* Tensions heighten on Russia’s military intervention
* Rise in U.S. spending and income helps dollar
* Ruble sinks to record low vs dollar, euro
* Russia confirms FX intervention to prop up ruble
By Gertrude Chavez-Dreyfuss
NEW YORK, March 3 (Reuters) - The U.S. dollar and the yen gained on Monday as Russia’s invasion of the Ukraine’s Crimean peninsula over the weekend fanned geopolitical tension, prompting investors to seek shelter in these safe-haven currencies.
The greenback was further supported by economic data showing an increase in U.S. personal income and spending in January despite one of the worst winter seasons in recent memory.
But market focus was squarely on the worsening situation in Ukraine even though this week is scheduled to be a heavy one in terms of economic data and central bank monetary policy decisions.
The Russian ruble fell to a record low against the dollar and euro.
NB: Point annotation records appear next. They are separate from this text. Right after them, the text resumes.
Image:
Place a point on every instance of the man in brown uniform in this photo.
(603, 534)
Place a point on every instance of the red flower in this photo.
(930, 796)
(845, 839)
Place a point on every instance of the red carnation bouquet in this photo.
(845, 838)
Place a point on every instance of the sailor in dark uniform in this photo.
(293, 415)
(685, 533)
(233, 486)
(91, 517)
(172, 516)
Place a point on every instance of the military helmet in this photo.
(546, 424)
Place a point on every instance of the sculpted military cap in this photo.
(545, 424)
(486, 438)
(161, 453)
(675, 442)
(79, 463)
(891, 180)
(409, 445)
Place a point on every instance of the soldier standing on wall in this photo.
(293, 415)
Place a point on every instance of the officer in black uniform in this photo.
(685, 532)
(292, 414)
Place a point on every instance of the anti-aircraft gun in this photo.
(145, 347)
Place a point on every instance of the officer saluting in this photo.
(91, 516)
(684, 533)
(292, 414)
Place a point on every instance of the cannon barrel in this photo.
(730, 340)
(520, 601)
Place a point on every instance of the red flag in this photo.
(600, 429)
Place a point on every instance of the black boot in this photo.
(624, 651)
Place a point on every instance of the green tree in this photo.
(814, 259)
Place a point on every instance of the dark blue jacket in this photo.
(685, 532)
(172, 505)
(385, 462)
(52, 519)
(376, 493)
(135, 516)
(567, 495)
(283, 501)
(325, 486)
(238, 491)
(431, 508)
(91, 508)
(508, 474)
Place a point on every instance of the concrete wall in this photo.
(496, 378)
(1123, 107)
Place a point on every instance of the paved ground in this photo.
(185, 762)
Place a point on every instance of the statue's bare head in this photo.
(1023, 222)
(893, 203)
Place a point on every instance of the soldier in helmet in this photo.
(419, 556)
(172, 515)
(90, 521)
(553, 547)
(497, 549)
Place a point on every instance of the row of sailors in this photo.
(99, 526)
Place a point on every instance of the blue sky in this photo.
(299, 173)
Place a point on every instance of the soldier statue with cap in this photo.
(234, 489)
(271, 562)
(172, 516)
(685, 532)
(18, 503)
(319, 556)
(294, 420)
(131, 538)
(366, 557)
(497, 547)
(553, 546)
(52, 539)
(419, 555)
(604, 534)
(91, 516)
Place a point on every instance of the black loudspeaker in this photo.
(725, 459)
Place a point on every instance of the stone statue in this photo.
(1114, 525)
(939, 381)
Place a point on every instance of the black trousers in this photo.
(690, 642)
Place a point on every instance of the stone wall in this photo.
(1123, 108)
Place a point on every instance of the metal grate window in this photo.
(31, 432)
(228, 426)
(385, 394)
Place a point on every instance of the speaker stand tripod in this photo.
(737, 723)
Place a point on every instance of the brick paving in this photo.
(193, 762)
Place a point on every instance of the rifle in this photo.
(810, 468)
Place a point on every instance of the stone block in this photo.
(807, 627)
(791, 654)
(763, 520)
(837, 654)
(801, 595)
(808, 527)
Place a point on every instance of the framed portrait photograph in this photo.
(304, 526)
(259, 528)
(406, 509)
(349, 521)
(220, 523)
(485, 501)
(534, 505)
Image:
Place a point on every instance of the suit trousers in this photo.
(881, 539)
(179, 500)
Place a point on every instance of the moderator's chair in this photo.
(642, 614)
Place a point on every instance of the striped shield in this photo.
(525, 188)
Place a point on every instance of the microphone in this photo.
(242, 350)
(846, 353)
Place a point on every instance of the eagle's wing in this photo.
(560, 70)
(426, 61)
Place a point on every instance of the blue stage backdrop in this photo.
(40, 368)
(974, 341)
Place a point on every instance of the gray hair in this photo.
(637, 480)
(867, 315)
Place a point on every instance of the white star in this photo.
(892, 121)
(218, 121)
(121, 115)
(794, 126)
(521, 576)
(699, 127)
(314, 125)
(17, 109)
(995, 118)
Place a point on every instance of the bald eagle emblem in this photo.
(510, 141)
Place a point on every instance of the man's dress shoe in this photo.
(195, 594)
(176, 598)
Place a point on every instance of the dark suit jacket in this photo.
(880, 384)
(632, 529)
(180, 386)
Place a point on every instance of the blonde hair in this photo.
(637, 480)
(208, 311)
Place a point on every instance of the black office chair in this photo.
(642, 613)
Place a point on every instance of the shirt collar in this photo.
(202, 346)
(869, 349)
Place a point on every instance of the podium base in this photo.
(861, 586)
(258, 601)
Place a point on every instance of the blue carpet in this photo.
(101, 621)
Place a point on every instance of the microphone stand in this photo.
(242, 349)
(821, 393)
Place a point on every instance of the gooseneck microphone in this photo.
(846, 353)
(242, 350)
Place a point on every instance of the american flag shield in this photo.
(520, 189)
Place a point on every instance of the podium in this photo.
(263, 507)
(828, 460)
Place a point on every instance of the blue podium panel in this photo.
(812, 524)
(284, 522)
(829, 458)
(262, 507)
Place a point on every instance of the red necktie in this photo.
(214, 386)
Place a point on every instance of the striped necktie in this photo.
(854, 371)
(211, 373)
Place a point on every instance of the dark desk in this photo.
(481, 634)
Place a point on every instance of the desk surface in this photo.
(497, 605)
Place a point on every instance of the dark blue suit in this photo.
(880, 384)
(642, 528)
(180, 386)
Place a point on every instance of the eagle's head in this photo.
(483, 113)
The dollar hit a record peak of 36.6750 rubles, with the euro also touching a record high of 50.5300.
Ukraine’s hryvnia, on the other hand, recovered versus the dollar on Monday, which fell 1 percent to 9.6 hryvnias. But the hryvnia has plunged nearly 17 so far this year.
“Investors turned to classic safe havens amid heightened tensions in Ukraine,” said Joe Manimbo, senior market analyst at Western Union Business Solutions in Washington.
“The deteriorating situation in Ukraine poses a fresh threat to the global economy. The world economy is already seen on a fragile footing due to mounting signs of weakness in China.”
Ukraine said Russia was gathering armoured vehicles on its side of a narrow stretch of water closest to Crimea after Russian President Vladimir Putin declared at the weekend he had the right to invade his neighbor to protect Russian interests and citizens.
The Russian central bank, meanwhile, confirmed on Monday it has increased its involvement in the currency market after the ruble plummeted, and said it will continue to shift its main monetary policy focus to inflation targeting after the market situation stabilizes.
Traders estimated the central bank sold in excess of $10 billion on Monday to prop up the ruble.
In afternoon trading, the dollar was up 1.3 percent versus the Russian currency at 36.5050, while the euro rose 0.6 percent to 50.1400.
The United States threatened to isolate Russia economically after Putin’s action provoked what Britain’s foreign minister called “the biggest crisis in Europe in the 21st century”.
“Any sign of potential military action by Western nations would cause more risk aversion in the forex market because investors rarely view the prospect of war as positive, especially when it involves major world powers like the U.S. and Russia,” said Kathy Lien, managing director at BK Asset Management in New York.
The dollar index rose 0.5 percent to 80.063 after two days of losses.
The greenback was further underpinned by data showing U.S. consumer spending rose more than expected in January, increasing 0.4 percent, as outlays on services recorded their largest increase since late 2001, likely driven by demand for heating. Income also gained 0.3 percent in January after being flat the previous month.
The dollar’s gains pushed the euro 0.5 percent lower to$1.3732.
Against the safe-haven yen, however, the dollar fell 0.4 percent to 101.42 after earlier dropping to a month-low of 101.17 yen. The euro also dropped versus the yen, falling 0.8 percent to 139.27 yen.
The euro is the first safe port of call for capital from Eastern European countries such as Poland, Latvia or Lithuania, which may be the first to feel the fallout of any conflict or sanctions. But the euro zone also has close ties to Russia.